Güz ayları geldi ya; demek ki köyünden, memeketinden dönenler olmuş. Hoş beşten sonra “köyde ne var ne yok” giriyor sohbetin içine. Memleketten dönenlerden bazıları veya köydeki, memleketteki kardeşleri yakınları bal üretimi yapıyorlar ki konu bazı bazı o tarafa doğru kayıyor. Ürün bal olunca sanki pazarlanması biraz daha kolay sanki. İçlerinden biri hemen telefona sarılıp “alo, nasılsın, iyi misin, şimdi senden bahsediyorduk, bizim Yaşar dayı memleketten gelmiş, katkısız şekersiz bal getirmiş, sana da ayırmasını söyledim” şeklinde bir konuşma başlıyor. Bu da başlı başına hususi bir maharet gibi duruyor. Karşı taraf soruyor olmalı ki cevaben şöyle diyor: “Biliyorsun kardeşim Ragıp da bal üretiyor, o gönderiyor bana.” Konuşma telefonda uzayıp gidiyor. Adam almak istemiyor, telefon açan kesmek bilmiyor. Emr-i vaki!
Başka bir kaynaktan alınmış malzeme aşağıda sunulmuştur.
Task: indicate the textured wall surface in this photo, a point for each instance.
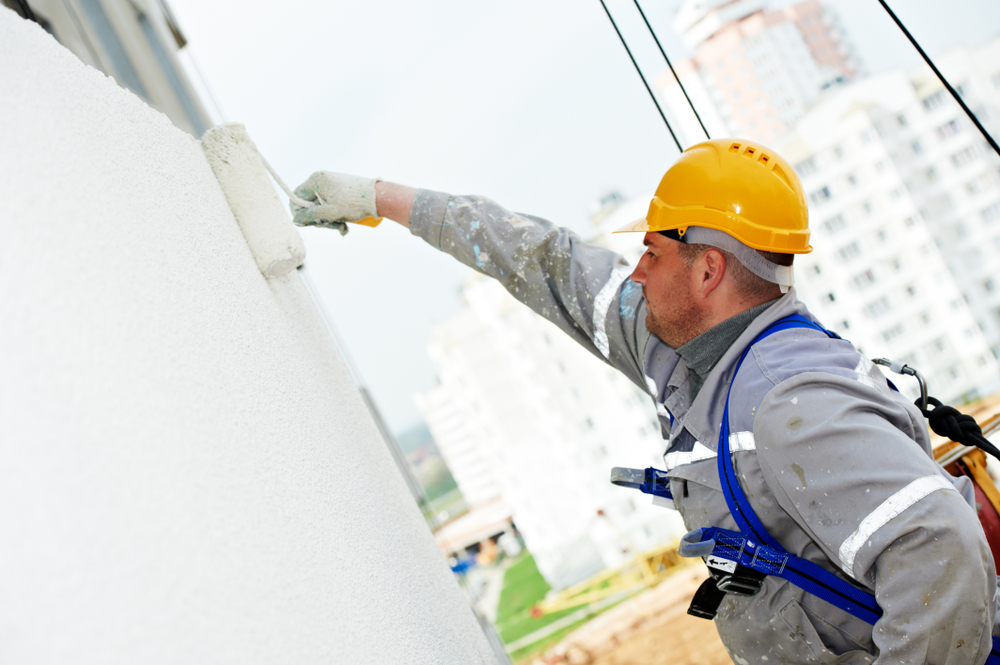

Geçenlerde içeri girdiğimde masa kalabalıktı yine ama aşina simalar yoktu. Bu yeni gruba uzakça boş bir masaya oturdum oturmasına ama gayri ihtiyari kulak misafiri olmak zorunda kaldım. Anladım ki mevzu derin. Herkes fikrini ve düşüncesini ifade ediyor ama çözümü başkasına daha doğrusu “hayale” havale ediyor. İşin acı tarafı da bu değil mi zaten?

Hamaset öyle bir ilaç ki her derde deva! Mevzu geniş konu çok, sorumluluk yok…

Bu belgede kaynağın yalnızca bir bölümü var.